Esse tipo de comentário, colhido na rua, em Buenos Aires, dá
a medida do vácuo político na
Argentina de hoje. Graus a mais
de degradação num país com
antecedentes de primeira grandeza. O voto é secreto na Argentina desde 1912. Numa espécie de "revolução burguesa",
caso único na América Latina
dos anos dez do século passado,
eleitores urbanos tiraram a oligarquia do poder por meio das
urnas. Hipólito Yrigoyen ganhou duas vezes a Presidência
como herói de uma classe média que se tornara protagonista.
Com uma economia entre as
maiores do mundo e mobilidade social, a Argentina parecia
um pedaço da Europa. Georges
Clemanceau mostrou-se admirado com o que viu em Buenos
Aires e deixou isso registrado
em livro.

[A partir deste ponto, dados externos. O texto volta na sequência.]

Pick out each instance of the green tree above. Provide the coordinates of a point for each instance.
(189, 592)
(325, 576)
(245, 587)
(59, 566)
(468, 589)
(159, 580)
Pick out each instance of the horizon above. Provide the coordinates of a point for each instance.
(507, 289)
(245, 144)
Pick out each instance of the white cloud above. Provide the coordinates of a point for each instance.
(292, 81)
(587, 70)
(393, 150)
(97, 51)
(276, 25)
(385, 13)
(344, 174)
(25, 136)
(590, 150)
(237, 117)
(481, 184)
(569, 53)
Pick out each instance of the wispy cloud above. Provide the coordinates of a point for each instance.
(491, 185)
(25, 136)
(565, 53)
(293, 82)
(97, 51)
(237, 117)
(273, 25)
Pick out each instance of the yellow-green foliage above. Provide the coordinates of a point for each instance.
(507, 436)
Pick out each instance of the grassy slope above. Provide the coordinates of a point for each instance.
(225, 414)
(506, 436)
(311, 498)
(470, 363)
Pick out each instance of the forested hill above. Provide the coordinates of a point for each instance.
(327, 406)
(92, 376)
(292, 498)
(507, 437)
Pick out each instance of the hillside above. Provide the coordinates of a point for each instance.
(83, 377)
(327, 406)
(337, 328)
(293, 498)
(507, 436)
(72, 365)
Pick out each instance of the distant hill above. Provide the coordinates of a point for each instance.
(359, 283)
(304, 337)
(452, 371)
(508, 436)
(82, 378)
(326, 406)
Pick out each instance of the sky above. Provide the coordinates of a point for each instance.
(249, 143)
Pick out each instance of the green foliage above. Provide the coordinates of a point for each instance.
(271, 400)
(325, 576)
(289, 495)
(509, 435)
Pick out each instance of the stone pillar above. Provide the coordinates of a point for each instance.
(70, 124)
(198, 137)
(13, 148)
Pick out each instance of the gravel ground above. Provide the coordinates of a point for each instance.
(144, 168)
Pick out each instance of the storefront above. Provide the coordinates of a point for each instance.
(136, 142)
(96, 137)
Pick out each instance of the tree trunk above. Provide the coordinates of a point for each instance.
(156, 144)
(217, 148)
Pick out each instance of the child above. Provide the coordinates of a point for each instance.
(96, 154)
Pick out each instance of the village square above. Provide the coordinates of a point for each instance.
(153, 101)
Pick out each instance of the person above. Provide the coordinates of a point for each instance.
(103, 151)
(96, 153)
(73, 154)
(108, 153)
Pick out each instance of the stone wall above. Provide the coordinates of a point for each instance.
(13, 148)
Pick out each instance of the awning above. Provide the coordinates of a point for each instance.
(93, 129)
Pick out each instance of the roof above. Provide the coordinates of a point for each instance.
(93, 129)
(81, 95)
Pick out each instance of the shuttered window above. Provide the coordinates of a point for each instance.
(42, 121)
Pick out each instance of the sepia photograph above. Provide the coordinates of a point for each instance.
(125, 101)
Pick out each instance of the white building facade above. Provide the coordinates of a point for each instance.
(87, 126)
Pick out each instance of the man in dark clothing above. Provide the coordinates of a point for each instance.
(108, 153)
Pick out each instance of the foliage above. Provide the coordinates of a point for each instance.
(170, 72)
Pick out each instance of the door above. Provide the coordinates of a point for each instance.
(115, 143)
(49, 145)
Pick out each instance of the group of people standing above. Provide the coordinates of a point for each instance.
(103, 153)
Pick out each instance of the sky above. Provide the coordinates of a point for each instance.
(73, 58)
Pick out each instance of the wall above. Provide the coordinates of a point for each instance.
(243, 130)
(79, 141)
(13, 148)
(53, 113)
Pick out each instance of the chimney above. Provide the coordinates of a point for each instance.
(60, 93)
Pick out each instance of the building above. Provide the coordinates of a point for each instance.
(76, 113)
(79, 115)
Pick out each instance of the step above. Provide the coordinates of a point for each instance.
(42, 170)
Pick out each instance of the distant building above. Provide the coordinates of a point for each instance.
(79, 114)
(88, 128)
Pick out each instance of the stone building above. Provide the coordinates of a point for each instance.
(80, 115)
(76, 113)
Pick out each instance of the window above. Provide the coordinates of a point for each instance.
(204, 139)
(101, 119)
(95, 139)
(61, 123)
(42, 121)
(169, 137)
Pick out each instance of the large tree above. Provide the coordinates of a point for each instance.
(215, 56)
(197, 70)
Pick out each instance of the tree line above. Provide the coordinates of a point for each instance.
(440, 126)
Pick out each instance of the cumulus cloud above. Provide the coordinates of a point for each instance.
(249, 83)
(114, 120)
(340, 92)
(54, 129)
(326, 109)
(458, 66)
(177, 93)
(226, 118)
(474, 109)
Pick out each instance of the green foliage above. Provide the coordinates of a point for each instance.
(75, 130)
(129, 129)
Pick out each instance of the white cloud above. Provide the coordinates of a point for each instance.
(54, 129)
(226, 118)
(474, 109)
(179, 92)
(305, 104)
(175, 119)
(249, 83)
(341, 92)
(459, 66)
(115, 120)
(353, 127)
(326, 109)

O crash de 1929 foi
mortal, a começar pelo golpe
contra Yrigoyen, primeiro ato
do que passaria à história como
a "década infame", a dos anos
30, das intervenções militares,
até que os "descamisados" se
jogassem nos braços do populismo peronista. A classe média
foi perdendo peso para os párias da industrialização.
Mas se esgotaram os recursos acumulados com as vendas
de produtos agrícolas na Segunda Guerra, a economia enfraqueceu e o peronismo ficou
sem caixa. A reversão foi brutal,
em meio a disputas dentro dos
quartéis. Com o golpe de 1976,
além de milhares de assassinatos, pela primeira vez foi montado um projeto antiperonista
"coerente". Assumiu o comando da Economia Martínez de
Hoz, de família oligarca, com
raízes profundas no campo
conservador. Segundo o Centro
de Pesquisas Sociais, seu projeto produziu "fraturas na evolução da sociedade argentina".

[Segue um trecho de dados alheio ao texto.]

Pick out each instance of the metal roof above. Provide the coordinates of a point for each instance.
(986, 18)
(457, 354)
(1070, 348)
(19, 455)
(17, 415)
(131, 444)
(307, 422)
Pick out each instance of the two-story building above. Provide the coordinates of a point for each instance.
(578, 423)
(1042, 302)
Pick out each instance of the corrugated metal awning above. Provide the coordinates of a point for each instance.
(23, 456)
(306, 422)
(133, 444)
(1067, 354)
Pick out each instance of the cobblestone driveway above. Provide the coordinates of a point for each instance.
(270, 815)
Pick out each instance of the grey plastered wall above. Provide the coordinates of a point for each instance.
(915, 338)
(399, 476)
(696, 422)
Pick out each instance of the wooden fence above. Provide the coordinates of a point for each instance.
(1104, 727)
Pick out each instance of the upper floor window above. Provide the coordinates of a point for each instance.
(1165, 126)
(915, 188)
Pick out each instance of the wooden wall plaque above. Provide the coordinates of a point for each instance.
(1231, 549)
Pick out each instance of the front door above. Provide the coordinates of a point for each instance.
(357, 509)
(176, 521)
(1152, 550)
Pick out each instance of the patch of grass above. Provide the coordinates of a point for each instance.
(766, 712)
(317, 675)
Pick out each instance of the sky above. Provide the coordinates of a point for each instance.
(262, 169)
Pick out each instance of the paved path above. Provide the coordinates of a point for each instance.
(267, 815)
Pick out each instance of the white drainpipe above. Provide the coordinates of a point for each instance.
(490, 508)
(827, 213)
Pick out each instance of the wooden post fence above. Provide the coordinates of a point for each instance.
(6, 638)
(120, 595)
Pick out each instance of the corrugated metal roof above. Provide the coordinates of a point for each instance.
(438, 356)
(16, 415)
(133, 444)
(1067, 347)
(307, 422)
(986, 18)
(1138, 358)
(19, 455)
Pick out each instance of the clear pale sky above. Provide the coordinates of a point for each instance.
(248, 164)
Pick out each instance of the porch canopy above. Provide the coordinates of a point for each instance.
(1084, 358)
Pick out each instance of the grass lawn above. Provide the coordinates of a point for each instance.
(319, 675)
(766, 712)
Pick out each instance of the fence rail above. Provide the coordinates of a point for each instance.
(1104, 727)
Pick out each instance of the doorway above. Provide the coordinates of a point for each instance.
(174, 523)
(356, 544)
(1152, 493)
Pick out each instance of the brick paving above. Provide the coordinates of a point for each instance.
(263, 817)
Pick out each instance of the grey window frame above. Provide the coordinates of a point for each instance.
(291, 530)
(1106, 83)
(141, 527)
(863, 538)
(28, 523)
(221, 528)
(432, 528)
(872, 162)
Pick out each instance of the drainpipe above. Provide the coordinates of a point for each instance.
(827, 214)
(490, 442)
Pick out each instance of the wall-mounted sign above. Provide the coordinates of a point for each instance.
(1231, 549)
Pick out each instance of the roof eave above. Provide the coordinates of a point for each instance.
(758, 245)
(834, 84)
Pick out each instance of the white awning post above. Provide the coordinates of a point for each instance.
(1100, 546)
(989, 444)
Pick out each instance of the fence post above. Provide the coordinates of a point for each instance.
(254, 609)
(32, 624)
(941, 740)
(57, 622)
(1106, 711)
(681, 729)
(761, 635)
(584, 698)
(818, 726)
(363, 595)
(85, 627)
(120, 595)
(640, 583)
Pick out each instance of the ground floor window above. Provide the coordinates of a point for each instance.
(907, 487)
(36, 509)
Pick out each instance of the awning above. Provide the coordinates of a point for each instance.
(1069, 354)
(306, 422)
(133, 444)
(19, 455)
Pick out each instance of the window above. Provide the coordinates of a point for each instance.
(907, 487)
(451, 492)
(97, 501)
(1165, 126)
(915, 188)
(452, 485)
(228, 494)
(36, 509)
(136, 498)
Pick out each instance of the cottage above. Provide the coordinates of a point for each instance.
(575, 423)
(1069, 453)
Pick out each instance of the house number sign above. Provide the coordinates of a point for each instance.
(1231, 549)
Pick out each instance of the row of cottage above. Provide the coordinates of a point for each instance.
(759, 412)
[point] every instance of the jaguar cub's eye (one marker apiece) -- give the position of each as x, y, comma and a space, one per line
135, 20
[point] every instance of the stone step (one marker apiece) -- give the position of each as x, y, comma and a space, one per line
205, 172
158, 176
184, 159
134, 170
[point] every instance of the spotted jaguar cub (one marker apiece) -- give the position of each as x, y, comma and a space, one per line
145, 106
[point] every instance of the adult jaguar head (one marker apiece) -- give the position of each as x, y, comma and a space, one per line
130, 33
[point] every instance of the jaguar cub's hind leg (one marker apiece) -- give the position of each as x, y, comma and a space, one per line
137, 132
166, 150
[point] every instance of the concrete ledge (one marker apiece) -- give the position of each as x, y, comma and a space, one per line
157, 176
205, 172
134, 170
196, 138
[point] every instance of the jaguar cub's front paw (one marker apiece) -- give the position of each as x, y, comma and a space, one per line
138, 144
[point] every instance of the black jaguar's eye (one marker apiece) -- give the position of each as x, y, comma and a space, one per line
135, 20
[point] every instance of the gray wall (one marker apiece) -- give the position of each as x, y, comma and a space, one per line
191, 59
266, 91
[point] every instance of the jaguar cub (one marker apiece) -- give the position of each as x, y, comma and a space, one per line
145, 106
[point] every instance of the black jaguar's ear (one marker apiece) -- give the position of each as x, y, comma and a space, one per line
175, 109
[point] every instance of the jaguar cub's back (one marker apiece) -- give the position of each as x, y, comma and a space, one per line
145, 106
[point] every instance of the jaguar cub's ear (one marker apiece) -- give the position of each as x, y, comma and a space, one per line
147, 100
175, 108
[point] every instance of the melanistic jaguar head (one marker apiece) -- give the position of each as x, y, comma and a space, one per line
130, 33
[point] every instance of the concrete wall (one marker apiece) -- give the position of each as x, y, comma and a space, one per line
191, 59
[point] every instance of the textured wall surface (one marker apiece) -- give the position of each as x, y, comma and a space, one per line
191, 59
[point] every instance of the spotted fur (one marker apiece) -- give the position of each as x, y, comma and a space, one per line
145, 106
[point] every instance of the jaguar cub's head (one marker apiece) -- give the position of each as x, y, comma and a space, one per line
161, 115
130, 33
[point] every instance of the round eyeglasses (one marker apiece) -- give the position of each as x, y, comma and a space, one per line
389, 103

Ou seja, a pobreza se espraiou.
A outrora pujante classe média
argentina tornou-se estatística
dos "novos pobres".
Isto e uma dívida externa astronômica puseram contra a
parede a redemocratização, até
que a Argentina faliu e um presidente foi enxotado da Casa
Rosada com o povo nas ruas e
repressão sangrenta. Antes,
Carlos Menem botou o peronismo nos trilhos do neoliberalismo, dando seqüência à desmontagem que teve sua etapa mafiosa com Isabelita e o "brujo" López Rega. Na era Kirchner, o peronismo é uma colcha
de retalhos sem condutores
que possam expressar-se em
nome de um movimento nacional. A velha União Cívica Radical, com raízes no século 19, legenda de Yrigoyen e votos de
uma classe média que fez história, desintegrou-se depois de
longa sobrevivência como contraponto do peronismo.
Um dos seus é vice de Cristina, o que sobrou apóia disfarçadamente candidato de outra legenda. Kirchner quer liderar a criação de um movimento nacional "plural", inspirado na
Concertação chilena. Espécie
de reconstrução política da Argentina, sob o comando do casal, é claro. Mas o Chile tem
partidos políticos fortes, estruturados, e a Argentina não. Por
isso Cristina fala em pacto social e não em pacto politico. Os
primeiros tijolos seriam colocados conjuntamente por empresários e trabalhadores.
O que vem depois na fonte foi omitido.